A flag used in the Automobile Club’s Thousand Mile Trial of 1900 has been donated to the National Motor Museum Trust. In this blog, Research and Enquiries Officer Patrick Collins, explores the significance of the flag and its link to the Montagu family.

This simple red flag is an important link with one of the earliest large scale motoring events held in Britain. During the spring of 1900 the Automobile Club of Great Britain & Ireland (forerunner of the Royal Automobile Club) staged the Thousand Mile Trial, a long distance test of both drivers and cars that linked major towns and cities in England and Scotland. The trial not only showcased the construction and reliability of the car but helped to change people’s negative preconceptions about motor cars at the turn of the century.

Thousand Mile Trial finish at Whitehall
Thousand Mile Trial finish at Whitehall, 1900

Participants included many of the leading early British motorists including S F Edge, C S Rolls, Herbert Austin, Montague Grahame-White and John Montagu, grandfather of the current Lord Montagu.

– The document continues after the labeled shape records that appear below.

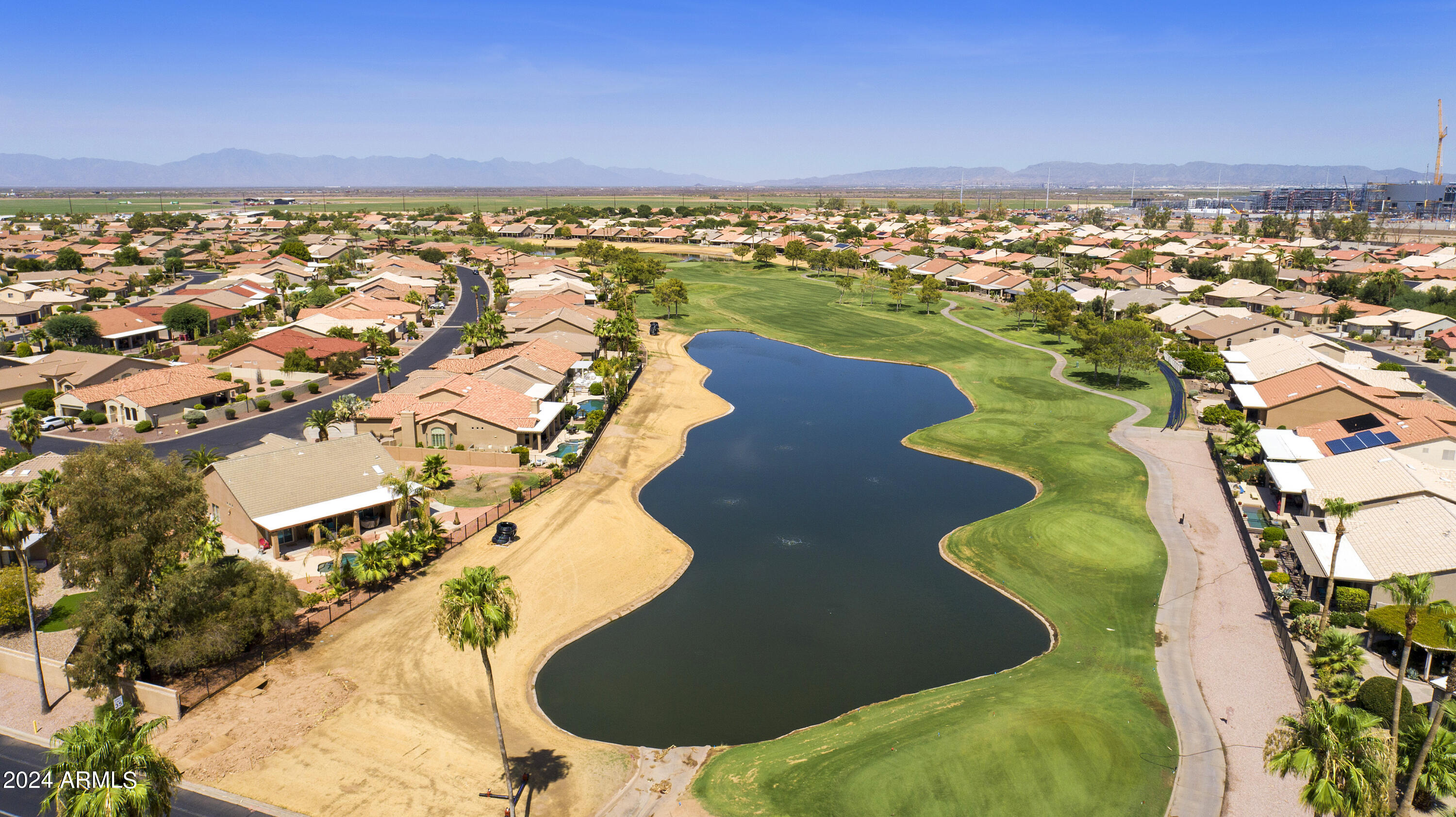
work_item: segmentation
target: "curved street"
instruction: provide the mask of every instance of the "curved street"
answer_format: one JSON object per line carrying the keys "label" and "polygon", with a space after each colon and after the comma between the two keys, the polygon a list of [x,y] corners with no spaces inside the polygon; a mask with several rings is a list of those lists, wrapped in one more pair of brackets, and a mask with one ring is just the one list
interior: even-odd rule
{"label": "curved street", "polygon": [[[475,321],[479,317],[479,304],[470,297],[466,298],[464,294],[470,291],[470,285],[478,282],[482,288],[489,286],[489,279],[479,279],[480,273],[466,267],[454,265],[456,273],[460,276],[460,283],[456,286],[456,305],[454,310],[441,315],[446,321],[441,324],[434,334],[427,337],[419,346],[411,350],[408,355],[399,359],[399,372],[396,378],[403,379],[411,372],[427,369],[431,363],[446,358],[450,352],[460,345],[460,326],[462,323]],[[215,278],[215,276],[213,276]],[[208,278],[210,281],[211,278]],[[194,282],[201,282],[201,276],[195,276]],[[355,394],[363,398],[379,391],[377,378],[373,375],[361,377],[354,385],[322,395],[313,400],[300,400],[287,408],[275,408],[272,411],[261,413],[246,420],[234,420],[232,423],[217,426],[208,430],[183,435],[175,439],[162,439],[157,442],[149,442],[159,456],[166,456],[173,451],[186,451],[205,445],[208,448],[218,449],[224,456],[236,454],[250,445],[255,445],[264,435],[277,433],[290,438],[303,436],[303,420],[309,416],[309,411],[326,407],[329,403],[342,397],[344,394]],[[0,427],[0,445],[7,449],[19,448],[10,435]],[[98,445],[92,442],[68,440],[64,435],[47,435],[35,442],[35,452],[42,454],[47,451],[54,451],[55,454],[74,454],[87,445]]]}

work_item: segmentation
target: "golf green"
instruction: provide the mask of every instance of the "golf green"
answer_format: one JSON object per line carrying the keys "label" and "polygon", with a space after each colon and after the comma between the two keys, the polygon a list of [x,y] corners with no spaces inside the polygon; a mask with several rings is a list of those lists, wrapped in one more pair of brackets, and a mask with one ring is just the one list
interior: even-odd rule
{"label": "golf green", "polygon": [[[1050,355],[945,320],[945,301],[840,304],[828,282],[745,263],[674,263],[670,275],[689,285],[670,321],[680,331],[738,329],[951,375],[976,411],[907,440],[1028,475],[1041,493],[957,529],[946,551],[1059,635],[1019,667],[716,753],[693,786],[700,802],[721,817],[1162,814],[1178,753],[1153,661],[1166,554],[1144,512],[1142,462],[1107,436],[1130,408],[1053,381]],[[1003,330],[1012,320],[964,304],[967,323]],[[661,313],[639,301],[639,317]],[[877,644],[863,648],[874,673]]]}

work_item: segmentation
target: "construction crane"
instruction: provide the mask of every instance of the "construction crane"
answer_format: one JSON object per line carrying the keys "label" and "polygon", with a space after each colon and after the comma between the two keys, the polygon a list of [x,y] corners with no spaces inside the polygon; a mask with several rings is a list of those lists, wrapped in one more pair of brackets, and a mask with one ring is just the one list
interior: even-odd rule
{"label": "construction crane", "polygon": [[1433,185],[1441,183],[1441,142],[1446,141],[1446,118],[1441,115],[1441,100],[1436,100],[1436,174],[1431,176]]}

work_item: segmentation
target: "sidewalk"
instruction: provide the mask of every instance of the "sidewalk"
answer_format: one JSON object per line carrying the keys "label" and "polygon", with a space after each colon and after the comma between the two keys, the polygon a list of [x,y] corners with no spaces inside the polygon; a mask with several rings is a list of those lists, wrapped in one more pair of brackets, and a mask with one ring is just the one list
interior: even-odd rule
{"label": "sidewalk", "polygon": [[1198,688],[1224,747],[1226,814],[1283,817],[1307,813],[1299,782],[1264,770],[1264,740],[1300,702],[1290,686],[1243,542],[1219,488],[1204,433],[1128,429],[1172,480],[1171,510],[1198,554],[1190,647]]}

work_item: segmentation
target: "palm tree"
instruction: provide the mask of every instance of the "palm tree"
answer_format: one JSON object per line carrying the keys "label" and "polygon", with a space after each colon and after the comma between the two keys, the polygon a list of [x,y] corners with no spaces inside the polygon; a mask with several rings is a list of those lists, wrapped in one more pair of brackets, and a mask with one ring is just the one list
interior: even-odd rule
{"label": "palm tree", "polygon": [[399,363],[396,363],[389,358],[384,358],[383,361],[379,362],[377,371],[379,374],[384,375],[384,385],[387,388],[395,388],[395,379],[390,375],[399,371]]}
{"label": "palm tree", "polygon": [[25,539],[31,531],[39,526],[45,515],[36,502],[35,493],[26,490],[28,483],[0,484],[0,538],[15,551],[16,561],[20,563],[20,580],[25,590],[25,613],[31,622],[31,648],[35,650],[35,683],[41,691],[41,712],[51,711],[51,701],[45,695],[45,675],[41,670],[41,640],[35,632],[35,605],[31,603],[31,558],[25,552]]}
{"label": "palm tree", "polygon": [[[1345,497],[1326,499],[1324,506],[1325,516],[1334,516],[1340,522],[1335,523],[1335,547],[1329,551],[1329,580],[1325,583],[1325,609],[1319,612],[1319,629],[1329,627],[1329,605],[1335,600],[1335,560],[1340,558],[1340,539],[1345,538],[1345,520],[1360,510],[1358,502],[1345,502]],[[1401,672],[1405,673],[1405,667]]]}
{"label": "palm tree", "polygon": [[314,408],[309,411],[309,417],[303,422],[304,429],[317,429],[319,442],[329,442],[329,426],[335,422],[333,411],[329,408]]}
{"label": "palm tree", "polygon": [[[501,730],[501,708],[495,701],[489,651],[515,632],[517,603],[510,576],[496,573],[494,566],[466,567],[459,579],[441,584],[440,611],[435,613],[435,628],[451,647],[480,651],[485,683],[491,691],[491,712],[495,715],[495,740],[501,744],[501,773],[513,792],[511,762],[505,754],[505,733]],[[514,800],[511,813],[515,813]]]}
{"label": "palm tree", "polygon": [[188,558],[198,564],[213,564],[224,555],[227,550],[223,547],[223,526],[217,519],[208,519],[192,539]]}
{"label": "palm tree", "polygon": [[[1334,577],[1331,577],[1332,580]],[[1377,584],[1390,595],[1392,605],[1405,605],[1405,641],[1401,644],[1401,672],[1395,676],[1395,711],[1390,712],[1390,737],[1401,736],[1401,693],[1405,692],[1405,669],[1411,663],[1411,643],[1415,640],[1415,625],[1423,609],[1427,613],[1456,613],[1450,602],[1431,600],[1431,574],[1406,576],[1396,573]],[[1395,808],[1395,759],[1390,759],[1390,808]]]}
{"label": "palm tree", "polygon": [[390,474],[380,480],[379,484],[389,488],[389,493],[395,497],[395,513],[400,520],[409,515],[415,502],[425,502],[430,499],[432,491],[425,487],[425,478],[415,470],[414,465],[406,465],[400,468],[397,474]]}
{"label": "palm tree", "polygon": [[1316,698],[1283,715],[1264,743],[1264,768],[1303,778],[1299,800],[1316,816],[1373,817],[1386,805],[1390,746],[1379,715]]}
{"label": "palm tree", "polygon": [[[1456,621],[1443,618],[1441,634],[1446,637],[1447,647],[1456,644]],[[1452,670],[1456,670],[1456,667],[1452,667]],[[1452,733],[1449,730],[1441,728],[1441,720],[1446,717],[1446,709],[1452,705],[1452,692],[1456,691],[1453,689],[1456,685],[1452,682],[1452,675],[1456,673],[1446,673],[1444,686],[1431,685],[1436,688],[1436,715],[1431,717],[1431,725],[1425,730],[1425,738],[1421,741],[1421,747],[1415,753],[1415,759],[1408,763],[1409,768],[1399,769],[1406,773],[1406,781],[1405,794],[1401,795],[1401,805],[1395,811],[1398,817],[1408,817],[1411,814],[1411,805],[1415,802],[1417,789],[1424,789],[1433,794],[1439,792],[1441,797],[1456,794],[1456,775],[1453,775],[1453,769],[1456,769],[1456,740],[1452,738]],[[1406,766],[1404,760],[1409,756],[1406,734],[1411,731],[1420,734],[1420,730],[1406,730],[1401,733],[1402,752],[1399,759],[1402,766]],[[1437,741],[1440,743],[1439,747],[1436,746]],[[1439,775],[1434,770],[1427,772],[1425,766],[1427,757],[1430,757],[1433,749],[1437,749],[1437,753],[1443,760],[1440,763],[1441,772]],[[1437,781],[1437,778],[1440,778],[1440,781]],[[1437,785],[1437,782],[1440,782],[1440,785]]]}
{"label": "palm tree", "polygon": [[208,448],[205,445],[199,445],[192,451],[188,451],[182,456],[182,462],[185,462],[188,468],[194,468],[197,471],[202,471],[204,468],[220,459],[226,459],[226,456],[223,456],[223,452],[217,451],[215,448]]}
{"label": "palm tree", "polygon": [[31,446],[35,440],[41,439],[41,416],[29,406],[20,406],[19,408],[10,411],[10,439],[16,442],[26,454],[31,454]]}
{"label": "palm tree", "polygon": [[[44,779],[51,792],[42,811],[58,817],[162,816],[172,811],[182,772],[151,743],[153,733],[167,728],[166,718],[137,723],[131,707],[98,707],[95,720],[55,733],[58,744],[48,752],[51,765]],[[100,772],[108,785],[86,785]],[[128,785],[130,782],[130,785]]]}
{"label": "palm tree", "polygon": [[424,484],[428,488],[440,488],[450,481],[450,465],[444,454],[431,454],[419,468]]}
{"label": "palm tree", "polygon": [[360,542],[354,555],[354,577],[363,584],[377,584],[395,573],[395,560],[380,542]]}

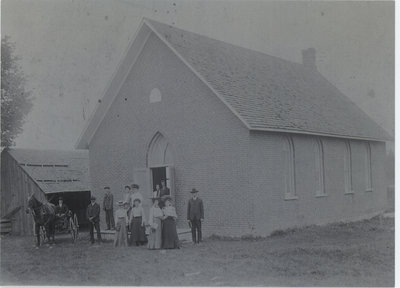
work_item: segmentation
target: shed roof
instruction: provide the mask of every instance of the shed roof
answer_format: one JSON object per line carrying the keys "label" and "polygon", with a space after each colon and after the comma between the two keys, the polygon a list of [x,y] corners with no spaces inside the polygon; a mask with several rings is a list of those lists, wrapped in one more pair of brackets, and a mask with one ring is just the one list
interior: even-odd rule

It was the first opportunity that many ordinary people around the country had to actually see and get close to a motorcar and many turned out to watch the spectacle when the trial reached their town.

The red flag, marked ‘Automobile Club 1000 Mile Motor Trial’ in gold lettering, was one of a number of different coloured marker flags used to direct participants. Lemon coloured flags indicated ‘turn left’, royal blue was ‘turn right’ while the red flag was predictably for ‘stop’.

The flag complements a previous acquisition by the National Motor Museum of a photo album documenting the Thousand Mile Trial by the events official photographer, Albert Argent Archer. Images from this album can be viewed on the Motoring Picture Library website.